Painting from the Gentileschi workshop

Cleopatra is a 1611-1612 oil on canvas painting of Cleopatra by Artemisia Gentileschi, now in the private Etro collection in Milan.

It is unquestionably from the Gentileschi workshop, but secure authorship to either Orazio or Artemisia is disputed.

== Description ==
===Subject matter===
The painting depicts Cleopatra, the Egyptian queen, alone in the moments before she commits suicide by submitting to a venomous snakebite. A common theme for artists of the period, the artist may have drawn upon Plutarch's account which described her death from the bite of an asp. The pose is based upon that of an ancient statue now known as Sleeping Ariadne, which had been thought to represent Cleopatra wearing a snake-like piece of jewelry on her arm.

===Attribution===
Given the close collaboration between father and daughter at the start of Artemisia's career, art historians have struggled to achieve consensus on the attribution of this work.
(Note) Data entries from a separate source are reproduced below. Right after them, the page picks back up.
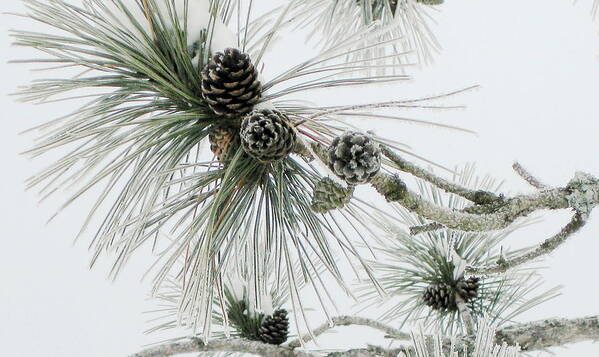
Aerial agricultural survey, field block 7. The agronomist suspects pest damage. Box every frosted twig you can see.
[370,172,599,232]
[512,162,547,190]
[455,293,475,336]
[287,316,410,348]
[381,145,501,205]
[466,213,587,275]
[130,338,314,357]
[495,316,599,351]
[410,222,445,236]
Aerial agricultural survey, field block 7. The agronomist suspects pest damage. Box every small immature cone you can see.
[312,177,354,213]
[328,131,381,185]
[259,309,289,345]
[240,109,297,163]
[208,125,241,163]
[422,277,480,312]
[202,48,262,118]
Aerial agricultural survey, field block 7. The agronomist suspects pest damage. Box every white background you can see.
[0,0,599,357]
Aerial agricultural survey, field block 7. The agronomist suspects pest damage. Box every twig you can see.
[496,316,599,351]
[512,162,547,190]
[455,293,475,336]
[410,222,445,236]
[287,316,411,348]
[130,338,314,357]
[381,145,502,205]
[141,0,156,40]
[466,213,587,275]
[370,172,599,232]
[310,142,599,232]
Keith Christiansen has argued this is the work of Orazio, given the masterful depiction of the textiles, for which he was renowned. Mary D. Garrard advocates for an attribution to Artemisia, given the strong emotional tension of the piece, while Letizia Treves cites the realistic rendering of the female form as conclusive evidence of Artemisia's authorship.

==History==
The painting was known to be in the collection of Pietro Gentile until 1640–1641, hanging in Palazzo Gentile in Genoa alongside her Lucretia. It remained in the Gentile family collection until the early 19th century, at which point it is recorded in the Adorno collection. It later appeared in the Morandotti collection in 1971, from which it was lent to the Gentileschi exhibition in 2001. Extensive restoration work was undertaken in during 1967–1978, revealing a great depth of color and skill in rendering. Conservators also removed a large strip of canvas from the top of the painting, which was assessed as being a later addition. In April 2004, it was acquired by the Gerolamo Etro collection in Milan.